I just got a very odd compliment. Well, in fact, it's a tad odd that I get a compliment at all. I had rolled myself around a fair bit over the last few days and I admit to liking the feel of moving quickly and efficiently in my wheelchair. I'm good at quick turns and trick steering. You have to be if you don't want to be constantly bumping into people's legs. No one sees me but I have to see everyone. Occasionally someone will step into my path and I simply can't stop in time and I bump them. I'm driving, I'm automatically at fault and I've been given some stern looks and harsh words ... a weak 'but you stepped right in front of me' doesn't cut it. Don't know why.
Anyways, I was rolling up to my lecture desk and, just for fun, decided that I'd try to take a run at it and then execute a sharp 90 degree turn. This is more difficult than you might imagine. You've got grab your wheel at exactly the right moment, going exactly the right speed. I manage this more often than not but its more difficult on carpet. So I got the speed up and wham, made the turn, and ended parked exactly where I should be, right in front of my notes. I'll admit to a self satisfied grin.
I didn't know that I'd been watched and one of the conference folks said to me, 'You move really gracefully in your chair.' I was taken aback. I don't know that I've often been referred to as graceful. As a large, tall person I had a lumbering walk - which was effective but not pretty. I never ran. Ever. Fat people shouldn't run. Ever.
I thought about other wheelchair users I know and realized that they, too, had grace in movement.
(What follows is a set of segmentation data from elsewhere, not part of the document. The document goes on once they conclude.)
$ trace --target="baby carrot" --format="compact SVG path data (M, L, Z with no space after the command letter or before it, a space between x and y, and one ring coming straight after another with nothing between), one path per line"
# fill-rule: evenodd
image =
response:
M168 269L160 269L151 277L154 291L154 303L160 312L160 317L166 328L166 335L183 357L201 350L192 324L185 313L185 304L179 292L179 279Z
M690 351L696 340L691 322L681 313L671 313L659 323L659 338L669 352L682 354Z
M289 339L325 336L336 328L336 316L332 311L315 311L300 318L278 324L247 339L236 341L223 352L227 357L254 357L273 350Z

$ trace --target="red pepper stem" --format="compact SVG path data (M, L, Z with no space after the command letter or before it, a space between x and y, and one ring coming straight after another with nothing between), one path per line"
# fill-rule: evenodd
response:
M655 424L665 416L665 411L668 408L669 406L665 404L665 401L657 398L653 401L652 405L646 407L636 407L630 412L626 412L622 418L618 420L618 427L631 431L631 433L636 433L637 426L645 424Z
That there was a way of being in a wheelchair wherein body, mind and machine become one and movement becomes an expression of all of them. Being a wheelchair user does not mean a loss of grace, it simply means a change in gracefulness.
My internal language, the language I use to describe myself hasn't ever included the idea of graceful movement. I'm going to have to think about that. Perhaps I need to develop new words to describe the me I am now, the me who can turn a large chair in a small elevator, the me who can scoot along briskly, the me who makes long strides with my arms not my legs. Perhaps I need to stale date my self image. It seems I need to update it a little more often than I do.
In fact I checked, my self image was dated as past due 20 years ago.